Revere’s nocturnal gallop through the villages around Boston, famously undertaken to spread the news of a planned raid by British soldiers, lasted well into the small hours: hence the darkened landscape in Wood’s picture, which maps Revere’s path as a shadowed ribbon of roadway unfurling through a quiet spring night. Behind the horse and rider, dots of light pierce the depths of the picture’s darkness; ahead, the clapboard houses are still sleeping. The strategic vantage point seems to anticipate the victory to come. Few other painters in the 1930s were able to match this inspired mix of history and legend, or do so much to animate a composition. Against the twisting road, Wood sets the slower curves of stream and river; in contrast to the lollipop trees in the distance is the delicate tracery of those in the foreground, which, as befits an April evening in New England, are just leafing out.

Longfellow’s poem, composed on the eve of the Civil War, shares something of Revere’s minatory purpose. Wood seems ready to trade the poet’s rousing rum-tum-tum for a more melodic refrain. It is only in retrospect, having turned away from the pleasures of Wood’s sleeping landscape, that we grasp how distant Revere’s valour has become. For Wood, past and present both work best when they are treated as myth.

Perhaps this is the reason America After the Fall seems such a timely exhibition. Again and again it confronts us with paintings that struggle with questions of tone, from a time when for many Americans, the country seemed distinctly out of tune. What is a fallen nation? Where is its future? Has the national dream ceded to a dystopian vision? What makes up this new world? Chewing gum and speakeasies, shore leave and lynchings, swing music and roustabouts? What then of farm and factory labour, when livelihoods are lost?

For Wood, such losses divulged a set of subjects he was eager to paint. Take the farmer and his daughter, that dour upright pair whose faces, the artist said, had ‘stretched out long to match the style of their house’. In 1930, the year Wood painted American Gothic, farm foreclosures, like bank failures, were at record levels. What better moment to transform a portrait of a Midwestern couple into an icon of embattled probity? Together they make an anxious stand in front of their clapboard gothicky cottage, defending the lace-curtained windows, the begonias on the porch. All of it is scrupulously rendered, yet the result is pure myth or, better, pure history, for which Wood’s sister and his dentist were enlisted to pose.

Charles Sheeler’s ‘American Landscape’ (1930)

Charles Sheeler’s ‘American Landscape’ (1930)

Wood was not the only artist of his generation who was able to figure the national ‘fall’. The RA show puts many of them on view. No one should miss the chance to study Charles Sheeler in particular, who in the boom years of the late 1920s found himself working for the Ford Motor Company at their vast River Rouge complex outside Detroit.

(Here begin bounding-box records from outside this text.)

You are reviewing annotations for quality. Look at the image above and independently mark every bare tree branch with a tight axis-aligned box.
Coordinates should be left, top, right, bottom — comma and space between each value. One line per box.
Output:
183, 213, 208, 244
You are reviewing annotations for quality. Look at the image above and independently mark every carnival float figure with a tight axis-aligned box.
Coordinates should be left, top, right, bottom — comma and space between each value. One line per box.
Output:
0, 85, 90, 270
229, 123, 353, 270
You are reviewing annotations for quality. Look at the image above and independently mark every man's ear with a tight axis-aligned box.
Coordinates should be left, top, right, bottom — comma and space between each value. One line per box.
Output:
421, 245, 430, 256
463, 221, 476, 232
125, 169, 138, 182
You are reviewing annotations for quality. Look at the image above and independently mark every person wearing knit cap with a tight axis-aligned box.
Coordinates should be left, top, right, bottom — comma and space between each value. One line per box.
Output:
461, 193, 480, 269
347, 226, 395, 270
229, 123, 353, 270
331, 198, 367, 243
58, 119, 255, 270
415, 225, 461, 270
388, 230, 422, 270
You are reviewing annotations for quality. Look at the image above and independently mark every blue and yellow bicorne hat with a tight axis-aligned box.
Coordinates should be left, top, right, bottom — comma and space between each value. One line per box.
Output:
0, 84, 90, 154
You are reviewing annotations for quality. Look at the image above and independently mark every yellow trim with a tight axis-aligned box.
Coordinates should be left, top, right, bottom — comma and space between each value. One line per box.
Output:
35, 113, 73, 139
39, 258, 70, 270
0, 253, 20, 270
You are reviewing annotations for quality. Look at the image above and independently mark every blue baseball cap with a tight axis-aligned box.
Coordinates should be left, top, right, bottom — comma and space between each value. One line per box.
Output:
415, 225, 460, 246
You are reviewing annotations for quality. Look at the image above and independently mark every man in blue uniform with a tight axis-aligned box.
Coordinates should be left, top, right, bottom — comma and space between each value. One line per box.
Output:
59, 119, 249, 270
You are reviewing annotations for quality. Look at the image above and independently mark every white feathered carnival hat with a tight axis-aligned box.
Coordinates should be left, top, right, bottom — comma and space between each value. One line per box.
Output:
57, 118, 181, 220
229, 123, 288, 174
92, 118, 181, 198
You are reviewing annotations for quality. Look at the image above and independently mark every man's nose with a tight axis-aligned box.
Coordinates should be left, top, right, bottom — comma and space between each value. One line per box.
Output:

His American Landscape of 1930 was one result, a picture that fashioned a formal geometry from industrial building types, and in the process managed to transform the stock imagery of ‘energetic labour’ into a world without work. Almost nothing moves in Sheeler’s American vista, just factory smoke, the river’s surface, and a single running worker, who will never reach his goal.

Sheeler, like Wood, was trying to find some means of depicting what had happened, or even was still happening, in an America where without warning, work had ground to a halt. Is that present now safely past? American Landscape, American Gothic, Daughters of Revolution, Haunted House: the story told by these titles no longer seems so securely a thing of the past.